Sunday, July 13, 2008

It's good to talk

http://www.thetablet.co.uk/articles/11703/

[The Tablet] 13 Jul 2008--The average family gathering relies on certain truths being left unspoken, carefully skirted around. As the bishops and their spouses travel to Canterbury for this decade's Lambeth Conference, which begins on Wednesday, they resemble members of a large family congregating for a wedding. All are uneasily aware that at the last such event something went wrong: things were said that should not have been said, and a row ignited that has resulted in one branch of the family staying away. Should they try to return to the old friendly atmosphere, or has a new spirit of brutal honesty made that impossible?

Until recently, few British Anglicans gave much thought to the Lambeth Conference, which (in theory) brings all Anglican bishops together once a decade. It was a reminder that Anglicanism was thriving in the colonies and former colonies. It was an insight into the exotic issues that faced native evangelists in sunnier climes. It was a way of discovering what help they needed in spreading Canterbury's light through the globe.

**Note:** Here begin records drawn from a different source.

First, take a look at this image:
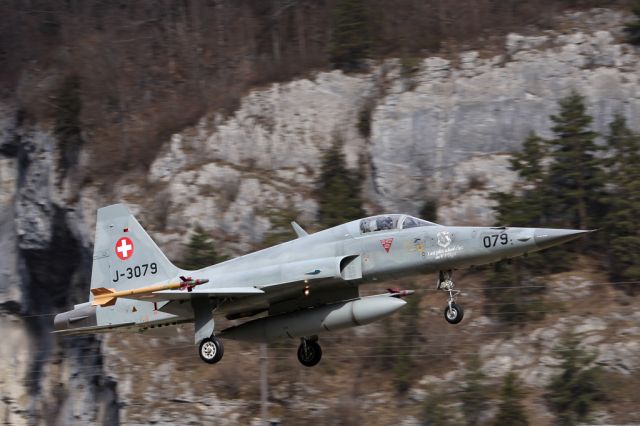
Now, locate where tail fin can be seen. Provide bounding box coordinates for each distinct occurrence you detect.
[91,204,178,295]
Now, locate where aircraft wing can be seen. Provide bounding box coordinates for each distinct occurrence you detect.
[100,287,264,302]
[52,322,136,336]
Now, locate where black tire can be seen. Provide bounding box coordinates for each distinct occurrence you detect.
[198,336,224,364]
[444,303,464,324]
[298,341,322,367]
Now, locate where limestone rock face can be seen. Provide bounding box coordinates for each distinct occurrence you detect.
[0,105,118,424]
[142,10,640,248]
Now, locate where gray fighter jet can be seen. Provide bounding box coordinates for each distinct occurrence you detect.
[54,204,589,367]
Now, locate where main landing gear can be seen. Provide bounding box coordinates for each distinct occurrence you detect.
[298,336,322,367]
[437,270,464,324]
[198,336,224,364]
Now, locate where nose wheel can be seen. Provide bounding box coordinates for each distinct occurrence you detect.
[198,336,224,364]
[436,271,464,324]
[298,336,322,367]
[444,303,464,324]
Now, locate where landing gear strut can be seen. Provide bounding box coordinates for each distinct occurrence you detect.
[298,336,322,367]
[437,270,464,324]
[198,336,224,364]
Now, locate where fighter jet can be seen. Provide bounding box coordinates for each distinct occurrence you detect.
[54,204,590,367]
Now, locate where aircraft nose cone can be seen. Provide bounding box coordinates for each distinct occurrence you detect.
[533,228,592,249]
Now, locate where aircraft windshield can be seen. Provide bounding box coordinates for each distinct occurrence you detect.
[360,214,400,234]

For those unfamiliar with the Tablet it is the publication of the English Roman Catholic Church's liberal establishment. Its liberal sympathies are evident from the tone of this article, for example, referring the the 1998 Lambeth resolution on human sexuality, the article states, "It was supposed to be a classic piece of Anglican fudge. But it was hijacked by a lobby of bishops from the developing world, which had formed in the mid-1990s, resolving to contest Anglicanism's drift to the condoning of homosexuality. This lobby influenced the final framing of Resolution 1:10, making it an assertion of orthodoxy."